What is the 'Conversion Price'

The conversion price is the price per share at which a convertible security, such as corporate bonds or preferred shares, can be converted into common stock. The conversion price is calculated from the conversion ratio and determined when the convertible security is issued. The conversion ratio can be found in the bond indenture (in the case of convertible bonds) or in the security prospectus (in the case of convertible preferred shares).

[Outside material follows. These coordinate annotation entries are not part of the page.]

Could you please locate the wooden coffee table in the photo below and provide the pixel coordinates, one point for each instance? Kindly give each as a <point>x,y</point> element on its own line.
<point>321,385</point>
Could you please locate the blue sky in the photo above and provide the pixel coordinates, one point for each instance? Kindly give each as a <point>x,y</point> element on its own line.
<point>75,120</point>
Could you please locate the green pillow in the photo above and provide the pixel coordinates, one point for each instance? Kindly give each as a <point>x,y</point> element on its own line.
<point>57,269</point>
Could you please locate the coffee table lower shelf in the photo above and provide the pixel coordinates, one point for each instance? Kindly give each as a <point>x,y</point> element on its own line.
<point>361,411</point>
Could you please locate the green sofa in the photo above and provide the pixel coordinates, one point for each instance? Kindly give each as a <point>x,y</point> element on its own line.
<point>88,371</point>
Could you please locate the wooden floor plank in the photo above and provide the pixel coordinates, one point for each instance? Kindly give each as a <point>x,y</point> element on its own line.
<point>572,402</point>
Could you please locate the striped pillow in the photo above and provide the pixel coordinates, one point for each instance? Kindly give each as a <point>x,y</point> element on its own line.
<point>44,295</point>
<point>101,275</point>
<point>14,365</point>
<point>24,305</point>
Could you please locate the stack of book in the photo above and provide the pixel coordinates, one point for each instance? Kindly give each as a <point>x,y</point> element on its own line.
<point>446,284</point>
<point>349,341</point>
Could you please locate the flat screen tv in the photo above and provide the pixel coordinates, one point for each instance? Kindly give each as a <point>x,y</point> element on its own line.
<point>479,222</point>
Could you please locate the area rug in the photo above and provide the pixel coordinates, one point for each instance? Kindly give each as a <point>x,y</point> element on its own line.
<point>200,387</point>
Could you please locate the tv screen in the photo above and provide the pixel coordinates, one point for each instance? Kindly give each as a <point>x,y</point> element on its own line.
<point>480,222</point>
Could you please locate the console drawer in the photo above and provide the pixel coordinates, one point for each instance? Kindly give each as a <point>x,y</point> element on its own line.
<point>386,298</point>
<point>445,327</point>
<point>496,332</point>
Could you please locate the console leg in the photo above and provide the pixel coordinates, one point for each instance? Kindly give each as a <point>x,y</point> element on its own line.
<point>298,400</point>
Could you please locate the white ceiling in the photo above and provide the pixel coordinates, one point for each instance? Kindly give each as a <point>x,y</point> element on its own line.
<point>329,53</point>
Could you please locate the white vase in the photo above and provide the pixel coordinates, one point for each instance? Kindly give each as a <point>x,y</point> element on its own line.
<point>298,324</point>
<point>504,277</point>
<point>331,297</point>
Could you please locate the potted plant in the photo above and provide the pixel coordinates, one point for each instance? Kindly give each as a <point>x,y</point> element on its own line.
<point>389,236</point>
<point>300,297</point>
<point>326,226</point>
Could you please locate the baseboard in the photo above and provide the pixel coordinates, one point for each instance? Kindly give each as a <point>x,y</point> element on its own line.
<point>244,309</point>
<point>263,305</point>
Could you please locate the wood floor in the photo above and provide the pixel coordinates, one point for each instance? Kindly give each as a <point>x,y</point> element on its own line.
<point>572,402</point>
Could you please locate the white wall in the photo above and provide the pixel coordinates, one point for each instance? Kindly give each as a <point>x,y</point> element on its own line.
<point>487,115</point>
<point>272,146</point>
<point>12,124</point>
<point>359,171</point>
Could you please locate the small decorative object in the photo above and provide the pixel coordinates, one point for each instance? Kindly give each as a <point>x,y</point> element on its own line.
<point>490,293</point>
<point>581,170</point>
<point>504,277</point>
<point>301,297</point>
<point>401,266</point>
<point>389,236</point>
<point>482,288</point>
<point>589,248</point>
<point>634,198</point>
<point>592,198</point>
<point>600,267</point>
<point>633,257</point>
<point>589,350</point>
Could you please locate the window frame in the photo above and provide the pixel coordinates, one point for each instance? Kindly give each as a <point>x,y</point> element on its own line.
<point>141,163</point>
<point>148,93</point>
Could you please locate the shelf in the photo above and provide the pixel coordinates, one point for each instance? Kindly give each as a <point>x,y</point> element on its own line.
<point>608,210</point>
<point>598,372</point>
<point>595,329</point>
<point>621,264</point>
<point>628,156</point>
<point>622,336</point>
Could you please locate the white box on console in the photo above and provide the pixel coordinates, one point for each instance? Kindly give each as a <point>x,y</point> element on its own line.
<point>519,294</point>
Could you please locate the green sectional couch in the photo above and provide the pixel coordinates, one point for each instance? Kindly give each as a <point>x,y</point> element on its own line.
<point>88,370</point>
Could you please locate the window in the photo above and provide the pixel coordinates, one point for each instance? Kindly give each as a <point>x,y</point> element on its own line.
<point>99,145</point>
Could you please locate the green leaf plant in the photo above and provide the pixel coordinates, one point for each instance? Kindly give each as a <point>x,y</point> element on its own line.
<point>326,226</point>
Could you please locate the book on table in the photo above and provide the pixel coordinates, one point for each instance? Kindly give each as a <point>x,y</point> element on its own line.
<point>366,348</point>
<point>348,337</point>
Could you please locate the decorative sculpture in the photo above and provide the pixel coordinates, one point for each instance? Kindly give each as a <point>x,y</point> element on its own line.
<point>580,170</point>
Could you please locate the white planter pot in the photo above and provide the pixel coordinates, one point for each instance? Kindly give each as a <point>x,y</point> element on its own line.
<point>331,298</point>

BREAKING DOWN 'Conversion Price'

Companies can raise capital through either debt or equity. Debt must be paid back to lenders, but it tends to cost less than equity due to the tax advantages associated with paying interest. Equity may cost more to raise than debt, but it does not need to be paid back. From the investor's perspective, bonds are safer, but they have a limited return. Equity provides an opportunity for share price appreciation, but no protection in case of company default. Convertible bonds, preferreds and debentures provide a hybrid option for companies and investors. Companies are willing to pay a little more, and investors are willing to accept a little less, for the embedded conversion option that allows holders of convertible securities to convert to common shares if the price of common shares reaches a certain price. This price is referred to as the conversion price.

Conversion Price

The conversion price is essential in determining the number of shares to be received upon conversion. If shares never close above the conversion price, the convertible bond is never converted to common shares. Usually, the conversion price is set at a significant amount higher than the current price of the common stock to make conversion desirable only if a company's common shares experience a significant increase in value. To determine the conversion price, you need to obtain the conversion ratio. The conversion ratio is set by management before the convertibles are issued.

Example Calculation

For example, a bond has a conversion ratio of 5, which means the investor can trade one bond for five shares of common stock. The conversion price of the convertible security is the price of the bond divided by the conversion ratio. If the bonds value at the time of conversion is $950, the conversion price is calculated by dividing $950 by 5, or $190. If the conversion ratio is 10, the conversion price drops to $95. A higher conversion ratio results in a lower conversion price, just as a lower conversion ratio results in a higher conversion price.